Sony has not had much luck with the Spider-Man franchise since Marvel decided to start making their own superhero movies. Its first two Sam Raimi films with Toby McGuire were a smashing success, but by Spider-Man 3, everything was going downhill. Its desperate reboot with Andrew Garfield felt like exactly what it was: a Hail Mary play to keep the rights from reverting to Disney. Once it gave in and partnered with the MCU, things started looking better with Spider-Man: Homecoming. That's why it's such a disappointment now Venom's ratings are in, and the franchise seems to have gone backward.
The original 2002 Spider-Man was an out of the box success for Sony, suggesting sinking money into the right to the entire Spidey-verse was a smart play. Today the film stands at 90 percent fresh on Rotten Tomatoes. 2004's Spider-Man 2 did even better with critics, clocking in at 93 percent. But Spider-Man 3 fell to 63 percent, and The Amazing Spider-Man and Amazing Spider-Man 2 swung in at 72 percent and 52 percent respectively.
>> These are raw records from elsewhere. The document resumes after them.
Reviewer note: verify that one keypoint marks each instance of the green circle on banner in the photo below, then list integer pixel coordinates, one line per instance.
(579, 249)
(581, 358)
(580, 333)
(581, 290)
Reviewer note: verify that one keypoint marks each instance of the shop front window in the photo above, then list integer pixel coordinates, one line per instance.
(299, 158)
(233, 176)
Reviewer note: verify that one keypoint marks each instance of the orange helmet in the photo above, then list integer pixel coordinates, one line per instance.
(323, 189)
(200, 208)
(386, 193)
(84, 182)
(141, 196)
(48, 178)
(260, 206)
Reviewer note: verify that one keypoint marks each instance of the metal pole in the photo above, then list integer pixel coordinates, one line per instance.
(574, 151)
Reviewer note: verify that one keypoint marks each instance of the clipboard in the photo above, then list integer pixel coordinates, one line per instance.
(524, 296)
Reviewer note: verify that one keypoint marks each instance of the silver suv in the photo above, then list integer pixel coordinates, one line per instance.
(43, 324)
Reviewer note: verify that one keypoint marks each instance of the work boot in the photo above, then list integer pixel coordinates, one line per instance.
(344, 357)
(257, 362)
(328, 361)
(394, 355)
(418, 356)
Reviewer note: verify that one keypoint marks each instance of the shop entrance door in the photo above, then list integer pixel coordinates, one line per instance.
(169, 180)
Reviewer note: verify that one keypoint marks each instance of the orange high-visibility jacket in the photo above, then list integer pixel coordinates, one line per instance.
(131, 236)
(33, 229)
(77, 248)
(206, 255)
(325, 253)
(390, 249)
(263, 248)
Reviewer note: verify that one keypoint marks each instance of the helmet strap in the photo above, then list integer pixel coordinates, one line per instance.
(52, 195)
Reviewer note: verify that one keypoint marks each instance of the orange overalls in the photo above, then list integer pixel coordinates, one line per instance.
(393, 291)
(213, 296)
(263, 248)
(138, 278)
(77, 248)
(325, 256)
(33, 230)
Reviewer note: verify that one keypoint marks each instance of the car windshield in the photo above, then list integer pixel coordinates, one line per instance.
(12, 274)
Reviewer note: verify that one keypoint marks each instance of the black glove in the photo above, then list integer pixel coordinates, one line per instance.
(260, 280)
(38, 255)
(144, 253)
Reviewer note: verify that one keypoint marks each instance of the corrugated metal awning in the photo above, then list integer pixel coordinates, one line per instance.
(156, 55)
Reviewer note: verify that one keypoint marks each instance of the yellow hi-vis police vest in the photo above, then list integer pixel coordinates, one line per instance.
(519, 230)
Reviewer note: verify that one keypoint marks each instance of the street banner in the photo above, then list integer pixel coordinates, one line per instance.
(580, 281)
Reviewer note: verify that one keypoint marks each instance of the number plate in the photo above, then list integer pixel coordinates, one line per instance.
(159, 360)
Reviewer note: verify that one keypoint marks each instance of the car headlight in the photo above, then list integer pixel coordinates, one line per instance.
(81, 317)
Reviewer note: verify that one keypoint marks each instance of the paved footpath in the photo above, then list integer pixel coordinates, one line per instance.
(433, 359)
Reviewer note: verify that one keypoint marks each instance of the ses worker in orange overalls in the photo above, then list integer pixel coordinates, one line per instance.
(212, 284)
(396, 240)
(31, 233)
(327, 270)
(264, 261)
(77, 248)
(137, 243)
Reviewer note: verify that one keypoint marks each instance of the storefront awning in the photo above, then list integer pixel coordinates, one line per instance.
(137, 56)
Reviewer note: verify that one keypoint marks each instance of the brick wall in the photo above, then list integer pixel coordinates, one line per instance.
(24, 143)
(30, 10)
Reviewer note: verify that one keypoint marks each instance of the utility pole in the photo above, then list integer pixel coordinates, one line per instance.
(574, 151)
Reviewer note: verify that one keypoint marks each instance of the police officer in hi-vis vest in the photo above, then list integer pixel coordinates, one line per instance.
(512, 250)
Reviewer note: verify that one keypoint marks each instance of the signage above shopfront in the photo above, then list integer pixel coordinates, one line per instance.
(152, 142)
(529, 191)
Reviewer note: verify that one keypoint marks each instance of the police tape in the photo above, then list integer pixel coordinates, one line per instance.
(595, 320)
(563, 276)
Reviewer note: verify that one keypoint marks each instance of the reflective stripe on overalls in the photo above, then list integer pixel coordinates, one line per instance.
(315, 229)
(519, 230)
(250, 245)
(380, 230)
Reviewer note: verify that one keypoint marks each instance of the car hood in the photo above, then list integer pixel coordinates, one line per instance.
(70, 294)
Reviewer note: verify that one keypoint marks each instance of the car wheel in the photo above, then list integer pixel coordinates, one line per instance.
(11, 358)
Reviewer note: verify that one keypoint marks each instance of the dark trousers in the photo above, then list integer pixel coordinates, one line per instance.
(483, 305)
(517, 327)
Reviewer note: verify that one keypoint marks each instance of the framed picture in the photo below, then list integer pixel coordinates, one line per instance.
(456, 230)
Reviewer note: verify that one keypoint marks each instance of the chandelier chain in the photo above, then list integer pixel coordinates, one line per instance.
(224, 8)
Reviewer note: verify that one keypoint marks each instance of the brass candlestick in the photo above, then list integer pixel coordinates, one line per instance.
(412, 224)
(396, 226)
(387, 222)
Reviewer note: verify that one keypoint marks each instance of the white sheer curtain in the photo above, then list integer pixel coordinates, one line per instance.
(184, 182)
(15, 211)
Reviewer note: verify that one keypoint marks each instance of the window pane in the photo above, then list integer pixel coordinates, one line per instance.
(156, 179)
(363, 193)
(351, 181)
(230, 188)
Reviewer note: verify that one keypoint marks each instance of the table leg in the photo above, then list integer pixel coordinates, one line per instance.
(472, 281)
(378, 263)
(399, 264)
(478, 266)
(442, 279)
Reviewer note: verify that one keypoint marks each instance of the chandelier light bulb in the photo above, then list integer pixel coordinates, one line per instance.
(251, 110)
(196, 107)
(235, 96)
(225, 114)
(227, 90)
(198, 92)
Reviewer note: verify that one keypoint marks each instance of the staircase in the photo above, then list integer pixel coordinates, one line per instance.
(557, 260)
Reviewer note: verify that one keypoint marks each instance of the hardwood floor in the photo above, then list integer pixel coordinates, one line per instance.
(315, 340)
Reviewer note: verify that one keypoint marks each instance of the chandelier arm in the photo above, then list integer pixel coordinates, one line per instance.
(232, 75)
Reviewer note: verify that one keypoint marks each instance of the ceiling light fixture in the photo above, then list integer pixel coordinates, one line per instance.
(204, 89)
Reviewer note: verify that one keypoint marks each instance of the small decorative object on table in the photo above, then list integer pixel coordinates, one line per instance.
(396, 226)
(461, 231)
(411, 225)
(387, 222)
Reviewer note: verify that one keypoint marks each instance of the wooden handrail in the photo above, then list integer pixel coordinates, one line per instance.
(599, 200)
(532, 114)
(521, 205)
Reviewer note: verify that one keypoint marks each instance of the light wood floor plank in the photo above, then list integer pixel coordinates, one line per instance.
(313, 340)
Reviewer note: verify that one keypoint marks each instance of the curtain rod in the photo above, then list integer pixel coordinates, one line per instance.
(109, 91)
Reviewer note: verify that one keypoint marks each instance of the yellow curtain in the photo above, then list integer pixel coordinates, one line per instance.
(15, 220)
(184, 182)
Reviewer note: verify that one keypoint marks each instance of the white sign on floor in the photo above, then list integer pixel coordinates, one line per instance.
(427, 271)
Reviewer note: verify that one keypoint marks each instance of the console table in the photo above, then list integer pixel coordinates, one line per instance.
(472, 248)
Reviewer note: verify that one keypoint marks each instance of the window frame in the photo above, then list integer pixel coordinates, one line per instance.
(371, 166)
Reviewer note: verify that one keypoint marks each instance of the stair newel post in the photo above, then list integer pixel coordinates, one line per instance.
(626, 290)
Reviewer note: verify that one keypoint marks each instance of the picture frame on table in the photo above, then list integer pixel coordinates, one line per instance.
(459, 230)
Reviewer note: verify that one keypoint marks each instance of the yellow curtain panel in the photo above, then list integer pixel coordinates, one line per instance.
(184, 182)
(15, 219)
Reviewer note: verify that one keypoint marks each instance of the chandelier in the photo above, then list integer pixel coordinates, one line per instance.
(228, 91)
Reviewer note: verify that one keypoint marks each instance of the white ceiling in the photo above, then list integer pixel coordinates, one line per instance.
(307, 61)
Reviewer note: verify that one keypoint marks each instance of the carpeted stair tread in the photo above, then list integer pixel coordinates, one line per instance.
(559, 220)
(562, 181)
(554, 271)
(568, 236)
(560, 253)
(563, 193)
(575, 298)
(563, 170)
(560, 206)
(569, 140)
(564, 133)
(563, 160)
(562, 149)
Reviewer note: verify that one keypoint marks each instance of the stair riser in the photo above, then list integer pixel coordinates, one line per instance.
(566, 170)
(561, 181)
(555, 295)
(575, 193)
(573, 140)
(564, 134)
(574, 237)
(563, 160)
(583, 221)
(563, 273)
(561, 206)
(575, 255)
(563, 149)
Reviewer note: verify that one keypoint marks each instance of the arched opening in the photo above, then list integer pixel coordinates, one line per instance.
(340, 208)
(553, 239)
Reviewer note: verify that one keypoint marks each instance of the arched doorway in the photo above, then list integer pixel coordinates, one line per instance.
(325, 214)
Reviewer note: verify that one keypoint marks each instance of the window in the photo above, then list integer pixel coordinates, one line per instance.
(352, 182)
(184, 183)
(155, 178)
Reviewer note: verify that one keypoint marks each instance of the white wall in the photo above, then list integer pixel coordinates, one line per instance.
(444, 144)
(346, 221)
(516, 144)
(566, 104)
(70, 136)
Homecoming saw an upswing back into success with a 92 percent rating. But Venom has unfortunately fallen utterly flat without his web-slinger friend as backup. As of this writing, the Tomatometer stands at an ugly 32 percent splat.
The AV Club accuses the writers of not knowing what to do with an anti-superhero.
The filmmakers seem faintly aware that not all comic book characters are superheroes, but unsure of what else Venom could actually be.
Rolling Stone blames the insistence on a PG-13 rating as a significant hurdle.
Even the great Tom Hardy is defeated by this tone-deaf Marvel botch job, which delivers a puddle of simplistic, sanitized PG-13 drivel instead of the scary, dark-night-of-the-soul thunderbolt fans had every right to expect...
But the Chicago Tribune says even as a failure, the result is fascinating:
By far the best part of "Venom" aside from a scene where Eddie plunges himself into a restaurant lobster tank and tears into a live crustacean is the chemistry between Eddie and his parasite, Venom himself, who is cheeky and sardonic for an alien. They bicker like a married couple over when to eat, what to eat (there are rules about whose heads Venom is allowed to chomp), and how to approach Eddie's ex-fiancee, Anne.
But these ratings are not expected to dampen Venom's box office potential. According to Deadline:
It has been awhile since there’s been a superhero movie, so Sony/Tencent’s Venom based on the Marvel property arrives with enough anticipation this frame to drive its opening weekend to an estimated $160 million-$175 million global start, with the domestic box office headed toward an October opening record of $60M-$65M at 4,250 theaters plus Imax. The latter would best the month’s current record-holder, Warner Bros’ Gravity, which opened to $55.7M in 2013.
Like DC Extended Universe films, this will probably prove to be a critic-proof film, at least for opening weekend. The real question is how hard it drops after the first weekend is over, and there are no pre-sale tickets to ride out the bad review tide.
Venom opens across the U.S. this coming Friday, Oct. 5, 2018.